Biochemical Journal ◽

10.1042/bj2700627 ◽

1990 ◽

Vol 270 (3) ◽

pp. 627-637 ◽

Cited By ~ 32

Author(s):

A J White ◽

C W Wharton

Keyword(s):

Hydrogen Bonding ◽

Oxygen Atom ◽

Difference Spectrum ◽

Binding Mode ◽

Carbonyl Oxygen ◽

Carbonyl Oxygen Atom ◽

Rate Theory ◽

Active Centre ◽

Ester Carbonyl ◽

Bond Strengths

I.r. difference spectra are presented for 3-(indol-3-yl)acryloyl-, cinnamoyl-, 3-(5-methylthien-2-yl)acryloyl-, dehydrocinnamoyl- and dihydrocinnamoyl-chymotrypsins at low pH, where the acyl-enzymes are catalytically inactive. At least two absorption bands are seen in each case in the ester carbonyl stretching region of the spectrum. Cinnamoyl-chymotrypsin substituted at the carbonyl carbon atom with 13C was prepared. A difference spectrum in which 13C-substituted acyl-enzyme was subtracted from [12C]acyl-enzyme shows two bands in the ester carbonyl region and thus confirms the assignment of the features to the single ester carbonyl group. The frequencies of the ester carbonyl bands are interpreted in terms of differential hydrogen-bonding. In each case a lower-frequency relatively narrow band is assigned to a productive potentially reactive binding mode in which the carbonyl oxygen atom is inserted in the oxyanion hole of the enzyme active centre. The higher-frequency band, which is broader, is assigned to a non-productive binding mode in each case, where a water molecule bridges from the carbonyl oxygen atom to His-57; this mode is equivalent to the crystallographically determined structure of 3-(indol-3-yl)acryloyl-chymotrypsin, i.e. the Henderson structure. A difference spectrum of dihydrocinnamoyl-chymotrypsin taken at higher pH shows resolution of a feature centred upon 1731 cm-1, which is assigned to a non-bonded conformer in which the carbonyl oxygen atom is not hydrogen-bonded.

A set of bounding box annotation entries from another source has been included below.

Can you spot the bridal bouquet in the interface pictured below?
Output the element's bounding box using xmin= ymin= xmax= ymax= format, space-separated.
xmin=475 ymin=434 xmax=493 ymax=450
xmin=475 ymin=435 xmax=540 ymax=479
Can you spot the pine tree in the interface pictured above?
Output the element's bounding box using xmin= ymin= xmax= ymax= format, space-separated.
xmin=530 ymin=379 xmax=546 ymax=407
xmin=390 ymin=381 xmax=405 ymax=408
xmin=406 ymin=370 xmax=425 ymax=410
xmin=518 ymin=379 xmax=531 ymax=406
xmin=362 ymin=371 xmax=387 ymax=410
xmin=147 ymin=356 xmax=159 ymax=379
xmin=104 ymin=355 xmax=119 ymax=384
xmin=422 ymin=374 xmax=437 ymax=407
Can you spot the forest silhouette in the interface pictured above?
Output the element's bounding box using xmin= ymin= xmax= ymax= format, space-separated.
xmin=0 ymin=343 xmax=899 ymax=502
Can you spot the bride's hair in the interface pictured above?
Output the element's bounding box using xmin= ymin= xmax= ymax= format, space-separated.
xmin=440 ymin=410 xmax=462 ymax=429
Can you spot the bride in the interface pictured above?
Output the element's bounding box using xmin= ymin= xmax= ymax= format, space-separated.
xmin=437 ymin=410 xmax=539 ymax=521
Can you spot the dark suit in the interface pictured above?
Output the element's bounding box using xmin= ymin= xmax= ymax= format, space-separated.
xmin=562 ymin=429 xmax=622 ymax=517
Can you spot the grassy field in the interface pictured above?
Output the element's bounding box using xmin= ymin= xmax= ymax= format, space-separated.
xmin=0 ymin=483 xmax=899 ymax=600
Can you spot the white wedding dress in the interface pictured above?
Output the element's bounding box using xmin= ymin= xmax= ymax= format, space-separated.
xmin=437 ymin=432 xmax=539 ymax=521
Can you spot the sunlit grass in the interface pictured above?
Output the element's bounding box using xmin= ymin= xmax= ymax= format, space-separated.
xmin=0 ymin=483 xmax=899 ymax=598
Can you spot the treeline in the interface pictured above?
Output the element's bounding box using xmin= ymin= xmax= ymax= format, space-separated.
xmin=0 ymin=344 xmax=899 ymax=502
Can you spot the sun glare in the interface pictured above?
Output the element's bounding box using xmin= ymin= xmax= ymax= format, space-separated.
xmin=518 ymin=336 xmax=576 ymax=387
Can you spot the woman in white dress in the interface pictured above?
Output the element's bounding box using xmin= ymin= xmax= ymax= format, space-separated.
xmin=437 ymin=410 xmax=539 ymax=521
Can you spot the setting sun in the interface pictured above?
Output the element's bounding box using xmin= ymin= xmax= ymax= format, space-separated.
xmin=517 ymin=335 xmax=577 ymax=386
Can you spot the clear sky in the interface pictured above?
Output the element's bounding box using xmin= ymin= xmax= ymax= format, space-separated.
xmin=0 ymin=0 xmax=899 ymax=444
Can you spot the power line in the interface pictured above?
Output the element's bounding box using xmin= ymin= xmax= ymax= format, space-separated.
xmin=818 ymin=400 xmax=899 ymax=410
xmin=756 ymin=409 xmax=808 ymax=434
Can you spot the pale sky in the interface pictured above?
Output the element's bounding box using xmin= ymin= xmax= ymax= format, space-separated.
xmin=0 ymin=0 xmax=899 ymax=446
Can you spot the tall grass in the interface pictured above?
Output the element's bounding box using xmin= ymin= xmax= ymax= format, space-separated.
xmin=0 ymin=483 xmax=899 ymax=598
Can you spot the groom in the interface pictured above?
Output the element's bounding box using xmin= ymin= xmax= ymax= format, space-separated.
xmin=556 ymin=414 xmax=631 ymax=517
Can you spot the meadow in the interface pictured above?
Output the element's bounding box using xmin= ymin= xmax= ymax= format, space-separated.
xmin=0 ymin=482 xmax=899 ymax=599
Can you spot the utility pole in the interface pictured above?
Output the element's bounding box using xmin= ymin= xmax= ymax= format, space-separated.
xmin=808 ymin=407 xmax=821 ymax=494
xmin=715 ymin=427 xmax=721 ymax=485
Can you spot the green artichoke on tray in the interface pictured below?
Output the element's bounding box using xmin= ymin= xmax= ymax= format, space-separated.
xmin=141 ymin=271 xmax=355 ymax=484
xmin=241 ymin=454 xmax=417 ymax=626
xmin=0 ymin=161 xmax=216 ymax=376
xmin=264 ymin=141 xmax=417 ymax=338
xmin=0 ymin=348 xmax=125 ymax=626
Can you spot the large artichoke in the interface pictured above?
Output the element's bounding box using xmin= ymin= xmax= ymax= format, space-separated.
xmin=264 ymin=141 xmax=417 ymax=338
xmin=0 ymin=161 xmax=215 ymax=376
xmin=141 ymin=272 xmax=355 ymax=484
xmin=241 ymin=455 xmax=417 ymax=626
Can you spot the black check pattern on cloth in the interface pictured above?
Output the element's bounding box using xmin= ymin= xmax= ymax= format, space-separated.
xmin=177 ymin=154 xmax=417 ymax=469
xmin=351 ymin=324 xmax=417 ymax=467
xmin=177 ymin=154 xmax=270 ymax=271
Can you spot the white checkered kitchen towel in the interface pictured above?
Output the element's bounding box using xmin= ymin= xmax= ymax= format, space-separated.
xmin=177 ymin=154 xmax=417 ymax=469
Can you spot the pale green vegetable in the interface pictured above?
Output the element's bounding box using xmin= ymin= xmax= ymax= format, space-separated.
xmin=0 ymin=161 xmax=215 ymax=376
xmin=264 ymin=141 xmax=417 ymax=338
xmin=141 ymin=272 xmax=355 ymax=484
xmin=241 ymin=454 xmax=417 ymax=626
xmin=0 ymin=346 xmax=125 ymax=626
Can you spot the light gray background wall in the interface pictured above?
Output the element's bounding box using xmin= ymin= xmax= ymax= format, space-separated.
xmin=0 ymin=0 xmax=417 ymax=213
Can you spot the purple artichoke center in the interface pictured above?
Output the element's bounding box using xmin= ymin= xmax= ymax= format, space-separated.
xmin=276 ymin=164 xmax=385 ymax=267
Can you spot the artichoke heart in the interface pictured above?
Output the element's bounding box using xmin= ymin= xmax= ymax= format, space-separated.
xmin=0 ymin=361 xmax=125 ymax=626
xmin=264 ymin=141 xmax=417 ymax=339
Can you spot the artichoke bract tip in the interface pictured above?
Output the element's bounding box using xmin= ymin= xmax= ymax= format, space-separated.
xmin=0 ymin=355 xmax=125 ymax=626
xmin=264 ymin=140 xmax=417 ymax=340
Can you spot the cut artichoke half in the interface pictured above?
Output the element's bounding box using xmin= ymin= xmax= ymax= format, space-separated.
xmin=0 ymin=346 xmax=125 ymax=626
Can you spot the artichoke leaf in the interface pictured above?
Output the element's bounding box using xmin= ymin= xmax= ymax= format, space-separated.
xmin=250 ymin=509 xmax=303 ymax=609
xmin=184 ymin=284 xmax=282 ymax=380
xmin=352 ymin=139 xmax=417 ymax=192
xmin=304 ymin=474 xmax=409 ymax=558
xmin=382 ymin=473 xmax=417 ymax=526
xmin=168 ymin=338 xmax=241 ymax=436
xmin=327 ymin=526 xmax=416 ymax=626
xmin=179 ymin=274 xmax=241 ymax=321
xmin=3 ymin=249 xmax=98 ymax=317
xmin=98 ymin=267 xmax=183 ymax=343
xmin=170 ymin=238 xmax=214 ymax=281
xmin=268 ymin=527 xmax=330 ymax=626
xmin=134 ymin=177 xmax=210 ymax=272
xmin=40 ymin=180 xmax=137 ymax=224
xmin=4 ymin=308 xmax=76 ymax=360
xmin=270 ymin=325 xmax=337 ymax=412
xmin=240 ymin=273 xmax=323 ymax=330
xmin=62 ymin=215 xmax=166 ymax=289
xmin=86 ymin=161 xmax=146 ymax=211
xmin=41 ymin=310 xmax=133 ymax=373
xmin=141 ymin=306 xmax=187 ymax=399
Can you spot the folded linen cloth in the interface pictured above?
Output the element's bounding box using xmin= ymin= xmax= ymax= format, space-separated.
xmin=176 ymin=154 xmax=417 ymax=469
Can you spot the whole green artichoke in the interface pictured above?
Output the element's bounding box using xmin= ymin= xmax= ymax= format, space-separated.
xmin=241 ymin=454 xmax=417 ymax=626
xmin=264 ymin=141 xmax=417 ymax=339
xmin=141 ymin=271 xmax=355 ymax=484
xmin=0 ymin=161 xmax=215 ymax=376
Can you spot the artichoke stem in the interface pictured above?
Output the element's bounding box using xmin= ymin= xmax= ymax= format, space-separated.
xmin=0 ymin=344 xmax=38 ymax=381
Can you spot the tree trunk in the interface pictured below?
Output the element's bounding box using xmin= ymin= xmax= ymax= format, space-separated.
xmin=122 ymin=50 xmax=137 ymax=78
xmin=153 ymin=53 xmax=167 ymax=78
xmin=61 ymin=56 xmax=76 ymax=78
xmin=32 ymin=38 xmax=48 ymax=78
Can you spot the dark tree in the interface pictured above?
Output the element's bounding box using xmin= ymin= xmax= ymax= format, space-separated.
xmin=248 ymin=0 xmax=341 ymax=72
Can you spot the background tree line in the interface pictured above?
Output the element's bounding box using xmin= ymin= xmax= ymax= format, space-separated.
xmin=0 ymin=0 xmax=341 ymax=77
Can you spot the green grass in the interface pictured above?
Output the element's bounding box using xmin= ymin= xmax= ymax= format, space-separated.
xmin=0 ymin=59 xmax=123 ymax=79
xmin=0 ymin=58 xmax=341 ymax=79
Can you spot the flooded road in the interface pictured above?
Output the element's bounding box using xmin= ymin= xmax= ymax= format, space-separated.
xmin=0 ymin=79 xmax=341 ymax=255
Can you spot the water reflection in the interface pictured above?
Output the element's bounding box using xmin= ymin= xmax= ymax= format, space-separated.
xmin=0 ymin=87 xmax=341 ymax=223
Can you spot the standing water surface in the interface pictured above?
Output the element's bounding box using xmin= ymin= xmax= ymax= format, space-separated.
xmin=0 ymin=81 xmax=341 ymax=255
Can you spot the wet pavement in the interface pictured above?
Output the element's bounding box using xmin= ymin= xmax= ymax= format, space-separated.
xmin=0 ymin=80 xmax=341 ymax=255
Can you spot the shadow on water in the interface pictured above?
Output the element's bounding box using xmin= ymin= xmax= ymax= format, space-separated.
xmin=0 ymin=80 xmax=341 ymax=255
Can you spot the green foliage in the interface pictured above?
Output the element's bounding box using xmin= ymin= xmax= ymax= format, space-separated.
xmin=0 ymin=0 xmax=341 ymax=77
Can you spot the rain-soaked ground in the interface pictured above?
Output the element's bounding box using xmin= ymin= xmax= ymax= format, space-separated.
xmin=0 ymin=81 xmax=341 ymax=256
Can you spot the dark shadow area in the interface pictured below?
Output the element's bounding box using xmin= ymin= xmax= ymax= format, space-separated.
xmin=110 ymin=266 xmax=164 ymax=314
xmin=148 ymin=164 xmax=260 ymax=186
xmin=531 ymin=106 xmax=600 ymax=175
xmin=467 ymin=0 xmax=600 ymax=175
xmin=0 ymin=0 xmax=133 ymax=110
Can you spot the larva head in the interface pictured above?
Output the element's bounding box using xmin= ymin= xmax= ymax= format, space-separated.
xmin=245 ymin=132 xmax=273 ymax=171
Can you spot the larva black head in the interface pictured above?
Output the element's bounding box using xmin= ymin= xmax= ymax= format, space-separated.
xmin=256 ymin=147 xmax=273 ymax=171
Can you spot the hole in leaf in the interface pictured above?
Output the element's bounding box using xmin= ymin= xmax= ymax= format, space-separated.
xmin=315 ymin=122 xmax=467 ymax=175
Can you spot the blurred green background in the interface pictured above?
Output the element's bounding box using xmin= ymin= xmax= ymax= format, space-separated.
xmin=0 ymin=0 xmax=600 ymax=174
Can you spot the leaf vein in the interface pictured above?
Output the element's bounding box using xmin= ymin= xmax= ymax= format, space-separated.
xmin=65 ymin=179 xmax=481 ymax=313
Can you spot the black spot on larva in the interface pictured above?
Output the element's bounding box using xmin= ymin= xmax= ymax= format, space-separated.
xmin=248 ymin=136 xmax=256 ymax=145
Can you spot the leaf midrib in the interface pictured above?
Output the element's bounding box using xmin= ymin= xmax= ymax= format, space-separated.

Perturbation of the protein spectrum in the presence of acyl groups is interpreted in terms of enhanced structural rigidity. It is reported that the ester carbonyl region of the difference spectrum of cinnamoyl-subtilisin is complicated by overlap of features that arise from protein perturbation. Measurements of carbonyl absorption frequencies in a number of solvents of the methyl esters of the acyl groups used to make acyl-enzymes have permitted determination of the apparent dielectric constants experienced by carbonyl groups in the enzyme active centre as well as a discussion of the effects of polarity. The ester carbonyl bond strengths of the various conformations were estimated by using simple harmonic oscillator theory and an empirical relation between the force constants and bond strengths. The fractional bond breaking induced by hydrogen-bonding was used to calculate rate enhancement factors by using absolute reaction rate theory.(ABSTRACT TRUNCATED AT 400 WORDS)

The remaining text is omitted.